Now she’s smiling, and I think that’s because her eyes don’t hurt her as much.
All in all, I’m even afraid to say anything.
And I miss her so.
This photo was taken three years ago, in January 2014. Vika is a round-cheeked beauty. Her brother is alive. She can still see and has no TB. There is no war, and Lugansk is lit up by fireworks, not weapons.
Sometimes my posts about Vika are read by people who have kids with diabetes, and say that it’s Vika’s own fault, that everything is due to improper sugar monitoring.
Perhaps it is her fault.
But before the war she spent her whole life with diabetes. She was a student, a lively girl, and if it weren’t for the war, she’d have graduated form the university and perhaps gotten married.
It’s awful to even think about that.
Right now, she doesn’t even know whether her eye will be removed.
She lives surrounded by hundreds of pills which periodically make her feel worse, but without which she wouldn’t survive.

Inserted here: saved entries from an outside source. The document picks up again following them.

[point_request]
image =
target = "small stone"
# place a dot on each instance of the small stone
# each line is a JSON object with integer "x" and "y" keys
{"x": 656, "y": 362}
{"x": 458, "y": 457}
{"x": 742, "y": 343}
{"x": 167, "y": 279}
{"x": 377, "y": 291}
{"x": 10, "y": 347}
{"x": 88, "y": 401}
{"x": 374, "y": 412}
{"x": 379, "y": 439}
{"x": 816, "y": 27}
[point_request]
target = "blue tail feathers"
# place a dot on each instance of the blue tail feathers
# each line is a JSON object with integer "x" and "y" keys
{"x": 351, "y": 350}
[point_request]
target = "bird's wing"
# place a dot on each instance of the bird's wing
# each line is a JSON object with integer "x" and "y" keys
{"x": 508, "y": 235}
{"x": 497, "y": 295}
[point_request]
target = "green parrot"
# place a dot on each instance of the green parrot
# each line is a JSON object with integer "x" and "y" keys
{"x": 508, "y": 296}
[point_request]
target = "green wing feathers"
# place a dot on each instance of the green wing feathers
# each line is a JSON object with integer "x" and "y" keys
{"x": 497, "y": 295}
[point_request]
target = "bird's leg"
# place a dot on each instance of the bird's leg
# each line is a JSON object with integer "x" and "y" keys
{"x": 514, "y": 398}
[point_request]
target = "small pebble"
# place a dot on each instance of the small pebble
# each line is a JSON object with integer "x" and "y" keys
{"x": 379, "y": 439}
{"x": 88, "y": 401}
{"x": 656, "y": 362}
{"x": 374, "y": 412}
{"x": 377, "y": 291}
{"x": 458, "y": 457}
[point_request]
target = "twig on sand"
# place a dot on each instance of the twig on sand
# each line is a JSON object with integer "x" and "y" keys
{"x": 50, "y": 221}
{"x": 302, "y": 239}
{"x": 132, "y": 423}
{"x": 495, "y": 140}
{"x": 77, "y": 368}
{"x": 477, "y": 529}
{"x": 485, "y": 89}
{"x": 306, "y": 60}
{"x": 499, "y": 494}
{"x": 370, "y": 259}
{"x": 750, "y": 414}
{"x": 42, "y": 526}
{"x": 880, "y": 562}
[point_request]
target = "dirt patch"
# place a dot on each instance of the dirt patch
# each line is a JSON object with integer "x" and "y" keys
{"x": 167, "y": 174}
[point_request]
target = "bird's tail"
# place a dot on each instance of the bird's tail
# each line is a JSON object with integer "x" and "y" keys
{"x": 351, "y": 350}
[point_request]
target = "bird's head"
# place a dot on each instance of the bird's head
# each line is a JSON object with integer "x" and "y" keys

Her brother had died, and she succumbed to glycemic coma several times, and her mother is afraid of leaving her by herself.
–And what color is it?
–Orange. Give me your hand. Can you feel it? –It unfolds.
Vika is gingerly turning the postcard in her hand, trying to feel each of its details, including the wire-pleated heart carefully laid out inside.
She has lost the last of her eyesight. All of the hopes to restore it are gone. The pain in her eye is so strong that even the several surgeries have failed to reduce the pressure. In all likelihood, her eye will be removed in near future.
Over the weekend. Vika slipped into hypoglycemic coma. At sleep, during the night. Her mom was barely able to bring her back. Now Vika is afraid to sleep…
When Vika returned to Lugansk after her operation in Moscow, to be honest, we had no idea what would come next.
Upon discharge, she was prescribed a long list of antibiotics and hard-hitting TB drugs. She has to keep taking them for about a year, otherwise the surgery and the six months at the clinic will have been a waste of time. Almost none of these drugs can be obtained in Lugansk. Not only are they not dispensed at hospitals, they can’t be purchased either.
I’m at a loss for words.
On the photo below: Vika in June 2014. Before the bombardment of Lugansk.
A whole another person…
Dear friends, we have not so good news concerning our Vika from Lugansk.
Recently the pressure within her eye has increased and she has been hospitalized with glaucoma.
She’s in extreme pain and is on painkillers. She was operated on yesterday, because the pain became unbearable.
Out of the good news, we collected 45 thousand rubles for medicaments, which we purchased and delivered to her already in Lugansk.
Vika went home. To Lugansk.
After six months of treatment, including a lung surgery, she went home.
We brought Vika to Moscow to restore her eyesight, but in the process discovered TB with which she was struggling that entire time. TB was defeated, but nothing could be done about her eyes…
The process turned out to be irreversible.
Lena and Zhenya went to visit our Vika at the hospital.
The operation was successful, which we already reported immediately after the fact.
Vika is back in her room.
She’s eating, and her condition is overall stable, so much so that she even came out to talk with our folks.
They said she’s coughing, but that’s as it should be.
Vika’s surgery was performed on July 5 in the morning.
They said all the technical aspects of the operation went well.
She’s now in recovery, feeling pretty weak.
Mom said she threw up. No appetite, she’s on an IV.
It would seem that, overall, everything is fine.
Our Lugansk Vika will undergo an operation tomorrow on her lungs.
She’s very worried.
I am far away, and therefore we decided to cheer her up a bit so we recorded a video. Vika unfortunately can’t see us run down a Gurzuf street, but she can definitely hear us.